When words have multiple pronunciations in CMUDict (e.g., "read" as present vs past tense), the extractor:

- Always selects the **first pronunciation** listed
- This ensures deterministic results (same input → same output)
- Pronunciation selection cannot be configured

**Fallback for Unknown Words:**

Words not in CMUDict use a heuristic fallback:

1. Identifies vowel groups as syllable nuclei
2. Applies onset/coda principles to consonant clusters
3. Maintains phonetic character even for out-of-vocabulary words

Fallback usage is tracked in metadata as "Fallback Used: N (not in CMUDict)" to clearly distinguish from CMUDict-based extraction.

**Extraction Philosophy - Preserving Duplicates:**

The extractor preserves all syllables including duplicates, following separation-of-concerns design:

- **Extractor's job**: Extract syllables (preserves frequency information)
- **Normaliser's job**: Deduplicate, filter, aggregate (``syllable_normaliser``)
- **Annotator's job**: Add phonetic features (``syllable_feature_annotator``)

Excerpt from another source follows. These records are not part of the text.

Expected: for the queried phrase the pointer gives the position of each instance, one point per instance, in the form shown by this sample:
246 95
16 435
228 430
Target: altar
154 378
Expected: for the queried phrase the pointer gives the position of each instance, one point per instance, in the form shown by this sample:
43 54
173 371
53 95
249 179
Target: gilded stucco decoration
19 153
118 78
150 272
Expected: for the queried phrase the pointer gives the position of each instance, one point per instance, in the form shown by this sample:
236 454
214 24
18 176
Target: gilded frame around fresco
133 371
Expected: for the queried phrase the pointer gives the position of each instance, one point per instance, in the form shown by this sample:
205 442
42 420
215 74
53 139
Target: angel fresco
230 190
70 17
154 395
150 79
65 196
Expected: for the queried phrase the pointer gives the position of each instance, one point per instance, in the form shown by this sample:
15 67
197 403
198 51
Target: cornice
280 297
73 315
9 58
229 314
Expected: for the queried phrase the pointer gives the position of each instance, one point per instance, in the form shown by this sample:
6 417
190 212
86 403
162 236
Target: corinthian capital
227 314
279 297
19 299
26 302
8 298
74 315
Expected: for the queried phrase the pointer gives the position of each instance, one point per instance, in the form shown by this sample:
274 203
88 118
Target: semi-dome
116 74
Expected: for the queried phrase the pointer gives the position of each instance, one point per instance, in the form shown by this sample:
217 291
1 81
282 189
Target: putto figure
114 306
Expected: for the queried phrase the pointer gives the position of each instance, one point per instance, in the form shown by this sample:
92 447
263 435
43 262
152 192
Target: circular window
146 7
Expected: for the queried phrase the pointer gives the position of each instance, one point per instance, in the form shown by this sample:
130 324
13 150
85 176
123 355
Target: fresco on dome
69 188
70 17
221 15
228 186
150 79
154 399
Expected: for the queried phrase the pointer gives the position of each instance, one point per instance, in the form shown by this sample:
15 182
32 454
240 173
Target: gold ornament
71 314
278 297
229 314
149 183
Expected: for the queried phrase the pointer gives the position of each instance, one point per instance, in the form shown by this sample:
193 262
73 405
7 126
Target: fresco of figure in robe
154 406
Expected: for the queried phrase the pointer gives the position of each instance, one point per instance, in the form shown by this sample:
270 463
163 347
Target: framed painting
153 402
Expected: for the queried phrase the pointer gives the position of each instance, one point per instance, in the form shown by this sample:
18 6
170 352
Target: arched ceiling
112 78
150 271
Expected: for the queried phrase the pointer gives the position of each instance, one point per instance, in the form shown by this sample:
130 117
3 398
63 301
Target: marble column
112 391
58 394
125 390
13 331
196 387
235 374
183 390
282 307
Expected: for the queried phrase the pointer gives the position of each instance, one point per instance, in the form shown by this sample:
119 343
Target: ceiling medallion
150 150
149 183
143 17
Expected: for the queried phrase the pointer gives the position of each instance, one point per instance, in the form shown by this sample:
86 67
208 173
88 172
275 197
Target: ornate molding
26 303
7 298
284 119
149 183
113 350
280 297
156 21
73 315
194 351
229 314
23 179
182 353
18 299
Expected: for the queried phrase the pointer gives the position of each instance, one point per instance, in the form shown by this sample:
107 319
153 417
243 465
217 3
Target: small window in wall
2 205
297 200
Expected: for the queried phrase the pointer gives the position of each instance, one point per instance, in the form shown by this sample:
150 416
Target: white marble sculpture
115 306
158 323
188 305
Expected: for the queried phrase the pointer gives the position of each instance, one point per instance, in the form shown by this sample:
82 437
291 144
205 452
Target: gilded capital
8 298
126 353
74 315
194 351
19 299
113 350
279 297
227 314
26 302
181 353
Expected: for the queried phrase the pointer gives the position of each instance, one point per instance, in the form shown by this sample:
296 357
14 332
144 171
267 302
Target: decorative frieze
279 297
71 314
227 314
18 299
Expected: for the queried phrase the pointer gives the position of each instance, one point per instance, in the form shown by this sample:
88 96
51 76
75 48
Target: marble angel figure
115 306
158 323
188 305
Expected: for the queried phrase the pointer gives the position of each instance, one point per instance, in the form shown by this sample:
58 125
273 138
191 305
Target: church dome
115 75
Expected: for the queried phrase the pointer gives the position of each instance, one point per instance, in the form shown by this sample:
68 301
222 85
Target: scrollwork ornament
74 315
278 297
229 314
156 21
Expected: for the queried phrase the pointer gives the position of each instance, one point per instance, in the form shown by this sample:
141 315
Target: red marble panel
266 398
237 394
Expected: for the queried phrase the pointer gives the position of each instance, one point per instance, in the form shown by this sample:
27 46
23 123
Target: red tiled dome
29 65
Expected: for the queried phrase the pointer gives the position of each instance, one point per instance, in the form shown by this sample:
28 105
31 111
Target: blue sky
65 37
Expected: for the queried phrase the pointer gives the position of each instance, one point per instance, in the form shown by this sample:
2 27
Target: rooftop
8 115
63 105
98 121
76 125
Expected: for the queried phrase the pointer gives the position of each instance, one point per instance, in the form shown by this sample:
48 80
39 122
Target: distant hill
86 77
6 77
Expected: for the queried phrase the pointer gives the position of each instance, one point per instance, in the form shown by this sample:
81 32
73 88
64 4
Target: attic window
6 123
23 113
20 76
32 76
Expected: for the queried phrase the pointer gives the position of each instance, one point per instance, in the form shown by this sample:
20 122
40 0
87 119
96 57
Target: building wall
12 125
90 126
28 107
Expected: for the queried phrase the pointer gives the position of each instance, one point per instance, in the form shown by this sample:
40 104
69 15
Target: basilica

This design allows downstream tools to:

- Perform frequency analysis on natural corpus distribution
- Make informed filtering decisions based on occurrence counts
- Apply different normalization strategies for different use cases

**Syllable Length Constraints:**

- Default: min=1, max=999 (no practical filtering by default)
- Adjust with ``--min`` and ``--max`` flags to filter if needed
- Default behavior preserves all syllables for downstream processing
- Examples:

  - ``--min 2 --max 8`` - Filter to 2-8 character syllables (like old default)
  - ``--min 1 --max 1`` - Extract only single-character syllables
  - ``--min 3`` - Extract syllables of 3+ characters (no upper limit)

**Output Organization:**

- Each extraction run creates a timestamped directory with nltk identifier (``YYYYMMDD_HHMMSS_nltk/``)
- Run directory contains ``syllables/`` and ``meta/`` subdirectories
- Batch processing groups all files into a single run directory
- Input filenames are preserved in output (e.g., ``alice.txt``)
- Interactive mode uses ``en_US.txt`` as the filename
- Metadata clearly labels extractor source for provenance
- All extractions logged to corpus database (if available)

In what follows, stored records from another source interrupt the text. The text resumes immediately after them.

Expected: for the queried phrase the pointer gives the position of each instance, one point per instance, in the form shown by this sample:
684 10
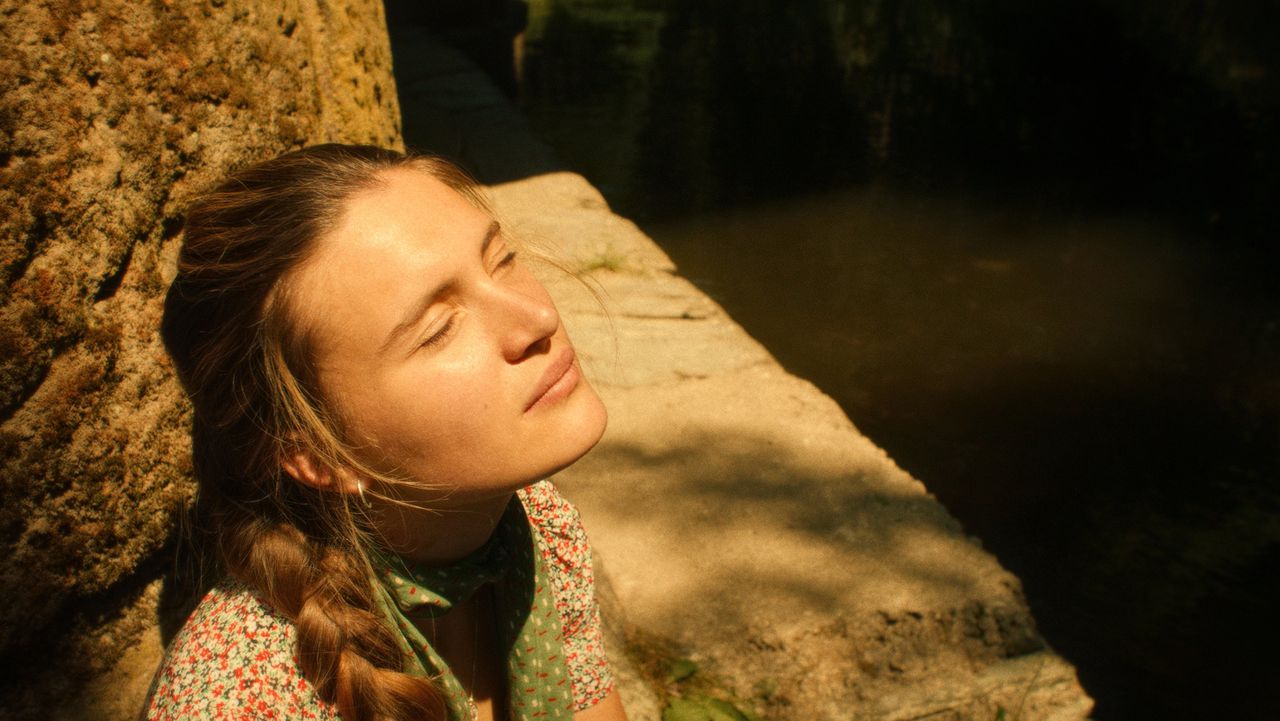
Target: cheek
437 414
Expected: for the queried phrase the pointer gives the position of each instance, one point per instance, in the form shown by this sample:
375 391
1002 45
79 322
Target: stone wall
114 113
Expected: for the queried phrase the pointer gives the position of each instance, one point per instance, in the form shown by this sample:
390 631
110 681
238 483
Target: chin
584 434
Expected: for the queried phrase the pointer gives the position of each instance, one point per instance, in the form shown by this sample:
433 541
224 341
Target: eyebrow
417 310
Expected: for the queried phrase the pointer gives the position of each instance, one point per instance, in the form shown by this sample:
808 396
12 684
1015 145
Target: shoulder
567 553
560 535
233 658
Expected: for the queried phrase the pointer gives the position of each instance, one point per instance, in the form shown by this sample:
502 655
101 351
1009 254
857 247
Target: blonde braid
344 648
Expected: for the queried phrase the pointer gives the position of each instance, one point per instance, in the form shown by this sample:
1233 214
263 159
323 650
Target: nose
528 320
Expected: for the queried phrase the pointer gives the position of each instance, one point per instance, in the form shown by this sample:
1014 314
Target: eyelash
439 336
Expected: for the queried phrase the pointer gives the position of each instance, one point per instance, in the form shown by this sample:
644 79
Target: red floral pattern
234 657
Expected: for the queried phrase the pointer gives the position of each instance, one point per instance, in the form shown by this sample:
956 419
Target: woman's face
444 355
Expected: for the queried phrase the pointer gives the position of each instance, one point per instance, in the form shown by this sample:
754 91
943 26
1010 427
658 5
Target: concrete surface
740 520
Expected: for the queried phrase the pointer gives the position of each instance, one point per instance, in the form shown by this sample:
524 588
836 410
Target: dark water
1029 247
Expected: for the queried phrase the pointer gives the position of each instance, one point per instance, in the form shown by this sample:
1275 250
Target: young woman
379 388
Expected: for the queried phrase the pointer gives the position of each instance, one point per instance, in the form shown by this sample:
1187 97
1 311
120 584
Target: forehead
392 243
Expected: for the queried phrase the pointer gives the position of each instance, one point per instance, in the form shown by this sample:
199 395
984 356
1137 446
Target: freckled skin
451 415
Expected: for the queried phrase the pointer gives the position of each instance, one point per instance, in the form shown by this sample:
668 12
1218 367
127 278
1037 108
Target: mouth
557 382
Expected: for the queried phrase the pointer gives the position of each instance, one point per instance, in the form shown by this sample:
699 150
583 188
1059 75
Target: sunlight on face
444 355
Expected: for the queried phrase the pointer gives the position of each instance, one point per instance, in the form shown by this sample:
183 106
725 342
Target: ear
309 470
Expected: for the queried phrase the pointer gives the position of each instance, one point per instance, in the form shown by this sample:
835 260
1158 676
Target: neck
438 537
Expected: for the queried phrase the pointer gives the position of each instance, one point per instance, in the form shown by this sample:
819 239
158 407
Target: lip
560 378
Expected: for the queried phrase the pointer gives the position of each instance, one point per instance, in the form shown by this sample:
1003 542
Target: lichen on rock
114 115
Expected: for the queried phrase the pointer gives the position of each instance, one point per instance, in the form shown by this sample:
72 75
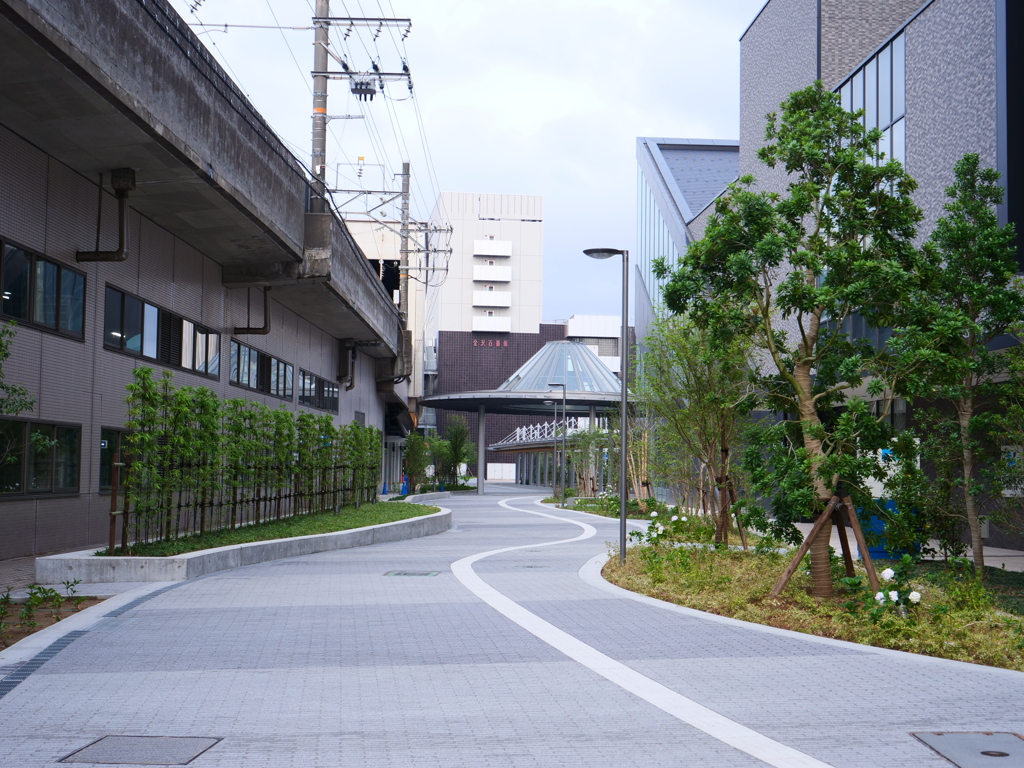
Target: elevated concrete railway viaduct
218 215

**Performance Considerations:**

- CMUDict lookup is fast (dictionary-based)
- Fallback heuristics are efficient
- Processing speed comparable to pyphen for English text
- NLTK initial import may take 1-2 seconds

**Build-time tool:**

This is a build-time tool only - not used during runtime name generation.

API Reference
-------------

.. automodule:: build_tools.nltk_syllable_extractor
   :members:
   :undoc-members:
   :show-inheritance: